Un arrêt récent de la Cour de cassation, commenté avec perspicacité par notre consœur Françoise Champeaux dans La semaine sociale Lamy du 27 juin, nous donne l’occasion de revenir sur les conditions d’admission d’un motif économique pour un licenciement, alors que la loi du 8 août 2016 en a profondément modifié sa définition.
Pour résumer hâtivement ce premier arrêt depuis le nouveau texte, l’interprétation qu’en font les hauts magistrats apparaît stricte, comme souvent d’ailleurs ces derniers temps. Le but de la loi de 2016 était, un peu comme celui du barème Macron, de donner plus de visibilité aux entreprises, tout particulièrement aux PME, sur leurs possibilités d’aller vers un ou des licenciements économiques, sans les voir requalifier ensuite en justice.
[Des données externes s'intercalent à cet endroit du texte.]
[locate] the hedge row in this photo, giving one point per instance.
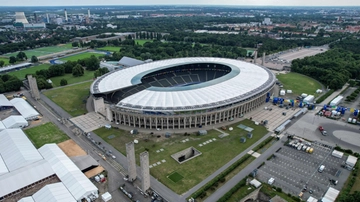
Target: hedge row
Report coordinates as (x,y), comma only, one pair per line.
(257,148)
(323,97)
(228,194)
(202,191)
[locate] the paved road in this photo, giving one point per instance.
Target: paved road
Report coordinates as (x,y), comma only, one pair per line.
(115,179)
(245,172)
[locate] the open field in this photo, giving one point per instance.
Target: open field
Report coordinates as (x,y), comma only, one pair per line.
(110,48)
(31,70)
(71,98)
(214,154)
(80,56)
(299,83)
(41,51)
(46,133)
(88,75)
(142,41)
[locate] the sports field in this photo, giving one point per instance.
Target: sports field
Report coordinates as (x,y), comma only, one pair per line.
(31,70)
(71,98)
(44,134)
(299,83)
(80,56)
(42,51)
(214,154)
(110,48)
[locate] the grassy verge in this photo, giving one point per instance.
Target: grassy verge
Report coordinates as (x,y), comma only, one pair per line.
(31,70)
(44,134)
(71,98)
(214,154)
(299,83)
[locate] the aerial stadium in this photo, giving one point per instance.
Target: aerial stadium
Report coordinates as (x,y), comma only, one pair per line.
(184,92)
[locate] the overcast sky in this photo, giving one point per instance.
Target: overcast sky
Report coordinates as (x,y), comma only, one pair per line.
(182,2)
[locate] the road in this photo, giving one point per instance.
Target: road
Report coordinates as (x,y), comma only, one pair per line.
(115,179)
(245,172)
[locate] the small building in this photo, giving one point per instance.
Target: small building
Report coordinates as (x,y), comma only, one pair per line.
(25,109)
(255,183)
(4,103)
(15,121)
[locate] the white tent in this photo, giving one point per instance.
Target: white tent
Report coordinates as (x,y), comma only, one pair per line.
(24,108)
(15,122)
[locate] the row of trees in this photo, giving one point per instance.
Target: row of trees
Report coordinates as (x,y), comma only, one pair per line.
(157,51)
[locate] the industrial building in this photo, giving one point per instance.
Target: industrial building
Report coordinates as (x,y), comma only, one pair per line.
(46,174)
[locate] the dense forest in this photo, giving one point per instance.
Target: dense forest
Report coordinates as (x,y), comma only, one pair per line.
(334,67)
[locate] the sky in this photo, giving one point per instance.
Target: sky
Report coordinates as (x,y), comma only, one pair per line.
(182,2)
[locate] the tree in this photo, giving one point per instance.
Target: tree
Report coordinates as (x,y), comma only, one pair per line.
(34,59)
(63,82)
(12,60)
(21,56)
(78,70)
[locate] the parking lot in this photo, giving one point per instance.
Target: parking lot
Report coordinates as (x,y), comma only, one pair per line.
(273,116)
(293,170)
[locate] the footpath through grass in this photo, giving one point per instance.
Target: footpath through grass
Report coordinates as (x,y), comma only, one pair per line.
(45,133)
(214,154)
(299,83)
(71,98)
(31,70)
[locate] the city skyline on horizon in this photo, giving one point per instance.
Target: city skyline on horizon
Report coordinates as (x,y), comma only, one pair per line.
(295,3)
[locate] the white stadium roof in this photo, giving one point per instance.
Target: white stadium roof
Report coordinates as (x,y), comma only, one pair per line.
(16,149)
(56,192)
(24,108)
(74,180)
(244,81)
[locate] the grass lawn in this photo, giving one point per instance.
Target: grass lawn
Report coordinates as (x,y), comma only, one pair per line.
(142,41)
(46,133)
(71,98)
(31,70)
(110,48)
(41,51)
(299,83)
(88,75)
(214,155)
(6,60)
(80,56)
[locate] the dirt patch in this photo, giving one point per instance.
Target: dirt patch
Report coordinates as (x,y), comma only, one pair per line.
(70,148)
(91,173)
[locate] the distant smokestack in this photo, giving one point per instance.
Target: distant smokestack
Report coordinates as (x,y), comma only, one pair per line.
(255,57)
(263,61)
(65,15)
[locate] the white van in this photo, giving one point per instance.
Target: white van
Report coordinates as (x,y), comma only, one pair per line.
(321,168)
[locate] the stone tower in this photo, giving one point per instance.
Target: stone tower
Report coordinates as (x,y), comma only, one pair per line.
(145,171)
(33,87)
(130,155)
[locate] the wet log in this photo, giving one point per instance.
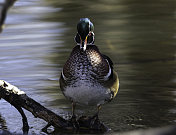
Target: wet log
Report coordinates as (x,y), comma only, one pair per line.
(3,11)
(20,100)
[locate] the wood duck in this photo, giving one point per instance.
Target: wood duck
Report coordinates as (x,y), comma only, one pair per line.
(88,77)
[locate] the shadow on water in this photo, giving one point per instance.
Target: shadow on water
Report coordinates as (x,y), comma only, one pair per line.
(139,36)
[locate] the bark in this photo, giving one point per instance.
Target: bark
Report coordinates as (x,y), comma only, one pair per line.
(20,100)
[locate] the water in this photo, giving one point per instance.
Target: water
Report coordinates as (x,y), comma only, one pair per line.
(139,36)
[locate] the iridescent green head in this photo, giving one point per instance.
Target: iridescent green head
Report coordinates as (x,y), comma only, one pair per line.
(84,27)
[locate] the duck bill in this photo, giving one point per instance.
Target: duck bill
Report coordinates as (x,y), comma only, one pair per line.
(83,45)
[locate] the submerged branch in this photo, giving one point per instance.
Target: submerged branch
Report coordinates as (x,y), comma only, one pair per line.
(20,100)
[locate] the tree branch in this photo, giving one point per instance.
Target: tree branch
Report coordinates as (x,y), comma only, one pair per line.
(20,100)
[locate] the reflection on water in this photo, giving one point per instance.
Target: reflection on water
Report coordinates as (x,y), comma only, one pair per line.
(139,37)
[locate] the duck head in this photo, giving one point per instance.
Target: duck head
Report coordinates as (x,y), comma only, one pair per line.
(84,29)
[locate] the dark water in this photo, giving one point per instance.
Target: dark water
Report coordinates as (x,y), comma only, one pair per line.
(139,36)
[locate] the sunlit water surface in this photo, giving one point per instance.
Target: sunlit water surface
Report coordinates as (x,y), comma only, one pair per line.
(138,36)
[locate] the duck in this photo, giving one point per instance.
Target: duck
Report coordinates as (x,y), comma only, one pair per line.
(88,77)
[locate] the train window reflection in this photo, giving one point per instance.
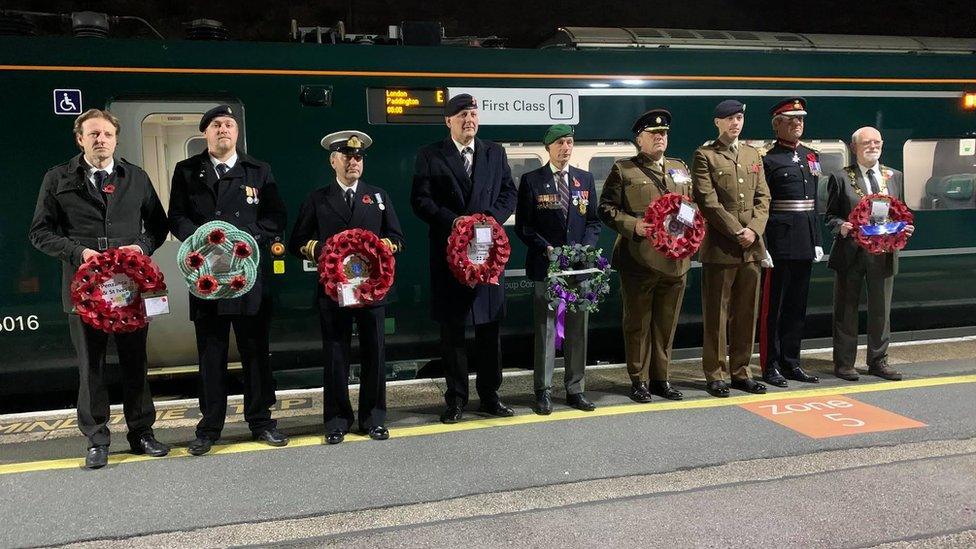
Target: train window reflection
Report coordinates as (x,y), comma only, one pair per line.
(940,174)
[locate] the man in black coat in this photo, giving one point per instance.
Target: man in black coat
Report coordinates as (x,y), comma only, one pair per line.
(86,206)
(224,184)
(457,177)
(348,202)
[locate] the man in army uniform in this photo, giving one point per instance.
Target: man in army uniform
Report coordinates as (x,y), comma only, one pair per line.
(793,241)
(730,188)
(651,285)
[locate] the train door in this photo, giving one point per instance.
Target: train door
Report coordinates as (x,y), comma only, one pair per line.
(156,134)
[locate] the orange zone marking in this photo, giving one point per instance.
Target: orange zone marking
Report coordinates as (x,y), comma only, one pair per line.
(498,75)
(830,416)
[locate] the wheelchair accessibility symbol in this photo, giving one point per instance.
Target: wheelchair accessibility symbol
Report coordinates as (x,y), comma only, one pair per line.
(67,102)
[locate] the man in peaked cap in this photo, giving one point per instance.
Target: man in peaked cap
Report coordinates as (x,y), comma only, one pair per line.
(348,202)
(651,285)
(454,178)
(554,210)
(730,189)
(793,240)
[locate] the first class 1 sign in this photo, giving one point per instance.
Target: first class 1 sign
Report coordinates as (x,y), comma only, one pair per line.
(523,106)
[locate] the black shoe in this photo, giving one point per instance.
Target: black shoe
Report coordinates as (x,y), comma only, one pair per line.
(273,437)
(665,390)
(543,402)
(335,437)
(749,386)
(97,457)
(797,374)
(147,444)
(717,389)
(451,415)
(200,446)
(772,376)
(378,432)
(497,409)
(639,392)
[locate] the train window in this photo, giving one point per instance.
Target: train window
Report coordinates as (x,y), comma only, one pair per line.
(940,174)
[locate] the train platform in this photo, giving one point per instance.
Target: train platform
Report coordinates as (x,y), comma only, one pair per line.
(837,464)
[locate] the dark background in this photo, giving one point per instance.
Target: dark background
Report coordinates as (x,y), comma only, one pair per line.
(526,24)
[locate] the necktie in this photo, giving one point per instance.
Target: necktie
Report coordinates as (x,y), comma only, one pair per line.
(466,154)
(873,187)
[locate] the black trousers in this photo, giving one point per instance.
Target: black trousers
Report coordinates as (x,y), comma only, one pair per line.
(487,343)
(93,401)
(783,313)
(213,337)
(336,350)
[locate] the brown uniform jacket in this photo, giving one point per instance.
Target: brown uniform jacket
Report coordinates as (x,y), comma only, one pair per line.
(625,196)
(731,192)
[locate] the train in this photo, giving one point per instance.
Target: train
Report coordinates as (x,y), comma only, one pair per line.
(921,94)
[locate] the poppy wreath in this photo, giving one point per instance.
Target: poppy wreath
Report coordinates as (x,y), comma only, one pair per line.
(465,271)
(660,214)
(238,245)
(89,301)
(894,238)
(372,250)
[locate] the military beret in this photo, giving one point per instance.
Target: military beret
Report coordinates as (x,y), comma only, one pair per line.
(555,132)
(729,107)
(347,142)
(654,119)
(458,103)
(218,111)
(791,106)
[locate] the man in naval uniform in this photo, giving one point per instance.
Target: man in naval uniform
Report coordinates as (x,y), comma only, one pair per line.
(793,240)
(348,202)
(554,210)
(651,285)
(729,186)
(854,266)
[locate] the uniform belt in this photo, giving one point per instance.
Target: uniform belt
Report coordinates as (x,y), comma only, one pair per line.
(792,206)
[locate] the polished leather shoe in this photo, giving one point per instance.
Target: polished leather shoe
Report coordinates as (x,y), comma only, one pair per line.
(451,415)
(147,444)
(665,390)
(580,402)
(97,457)
(273,437)
(882,370)
(773,376)
(717,389)
(639,392)
(797,374)
(497,409)
(749,386)
(200,446)
(543,402)
(335,437)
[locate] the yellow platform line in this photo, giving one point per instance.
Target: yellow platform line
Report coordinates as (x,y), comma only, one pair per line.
(525,419)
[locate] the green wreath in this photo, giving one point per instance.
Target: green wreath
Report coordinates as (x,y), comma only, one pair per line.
(219,261)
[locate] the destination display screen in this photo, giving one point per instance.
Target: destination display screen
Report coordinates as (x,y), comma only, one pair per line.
(406,105)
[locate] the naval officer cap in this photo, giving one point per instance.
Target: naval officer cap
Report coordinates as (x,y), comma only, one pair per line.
(347,142)
(556,131)
(217,112)
(729,107)
(653,120)
(458,103)
(791,106)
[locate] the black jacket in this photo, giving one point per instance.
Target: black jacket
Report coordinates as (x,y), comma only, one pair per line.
(72,215)
(197,197)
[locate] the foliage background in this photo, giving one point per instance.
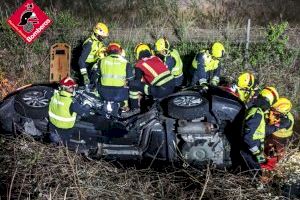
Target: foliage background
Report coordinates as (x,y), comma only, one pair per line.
(34,171)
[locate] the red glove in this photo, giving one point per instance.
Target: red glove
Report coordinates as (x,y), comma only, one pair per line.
(270,164)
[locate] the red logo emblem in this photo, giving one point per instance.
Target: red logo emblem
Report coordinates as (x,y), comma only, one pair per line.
(29,21)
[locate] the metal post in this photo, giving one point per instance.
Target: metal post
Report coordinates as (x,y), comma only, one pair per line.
(247,44)
(248,35)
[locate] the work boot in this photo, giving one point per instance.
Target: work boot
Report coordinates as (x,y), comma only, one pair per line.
(130,113)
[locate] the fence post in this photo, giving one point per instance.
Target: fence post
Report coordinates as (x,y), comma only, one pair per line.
(247,43)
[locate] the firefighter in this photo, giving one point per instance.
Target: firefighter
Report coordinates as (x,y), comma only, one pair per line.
(280,122)
(63,111)
(206,66)
(171,58)
(114,72)
(255,128)
(93,50)
(246,88)
(152,76)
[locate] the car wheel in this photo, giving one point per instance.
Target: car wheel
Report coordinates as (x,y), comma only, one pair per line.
(187,106)
(33,102)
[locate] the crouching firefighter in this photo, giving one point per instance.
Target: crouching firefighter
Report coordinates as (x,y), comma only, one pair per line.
(63,111)
(171,58)
(93,49)
(114,71)
(279,128)
(246,88)
(152,76)
(254,132)
(206,66)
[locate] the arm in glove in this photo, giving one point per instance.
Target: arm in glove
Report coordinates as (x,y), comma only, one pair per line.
(215,80)
(203,84)
(86,79)
(260,158)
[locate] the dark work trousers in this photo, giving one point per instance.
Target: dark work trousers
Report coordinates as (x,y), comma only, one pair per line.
(154,91)
(178,80)
(249,160)
(67,137)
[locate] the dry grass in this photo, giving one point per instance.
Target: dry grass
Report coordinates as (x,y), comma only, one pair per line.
(31,170)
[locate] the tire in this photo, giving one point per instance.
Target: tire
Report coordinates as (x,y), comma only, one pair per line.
(33,102)
(188,106)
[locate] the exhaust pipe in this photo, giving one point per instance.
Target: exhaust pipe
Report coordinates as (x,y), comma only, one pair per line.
(196,127)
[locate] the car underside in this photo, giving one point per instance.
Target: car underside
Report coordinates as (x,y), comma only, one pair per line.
(191,126)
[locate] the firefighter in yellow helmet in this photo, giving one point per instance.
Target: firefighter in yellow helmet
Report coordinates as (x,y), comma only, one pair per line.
(246,88)
(206,66)
(171,58)
(93,49)
(152,76)
(279,129)
(114,72)
(280,121)
(63,111)
(254,132)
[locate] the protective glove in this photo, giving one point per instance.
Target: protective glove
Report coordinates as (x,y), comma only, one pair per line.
(215,81)
(204,86)
(86,79)
(88,103)
(261,158)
Le législateur a voulu établir une grille d’indicateurs, comme le recul du CA, des commandes, une dégradation de la trésorerie… qui valideraient un licenciement économique. Tout cela en tenant compte de la taille des entreprises.
Quant à l’article L. 1233-1, 1°, il prévoit que, concernant la baisse des commandes ou du CA, elle doit être établie comparativement avec la même période de l’année antérieure, sur un à quatre trimestres suivant le nombre de salariés (moins de 11 à plus de 300). La loi Travail avait rompu avec la méthode du faisceau d’indices, donnant davantage de pouvoir d’appréciation aux juges.
Dans l’affaire qui nous occupe ici, la salariée licenciée travaillait dans une entreprise de plus de 300 salariés. L’employeur avait choisi de faire valoir un recul de son CA sur quatre trimestres consécutifs, s’agissant d’un des critères possibles pour une entité de cette taille.
La salariée attaqua aux Prud’hommes. La cour d’appel donne raison à l’employeur. Elle observe que recul du CA il y a bien eu sur quatre trimestres, au moment du déclenchement de la procédure de licenciement. En l’occurrence, ils examinent les quatre trimestres de baisse de 2016, tandis que le licenciement s’est produit en juillet 2017.
Or, le CA s’est légèrement rehaussé au premier trimestre 2017. Dès lors, la Chambre sociale casse l’arrêt des juges du fond. « Le juge doit se placer à la date du licenciement pour apprécier le motif de celui-ci », donc en prenant en compte les trimestres glissants de date à date. Et comme on n’examine plus un faisceau d’indices, le tour est joué pour la plaignante.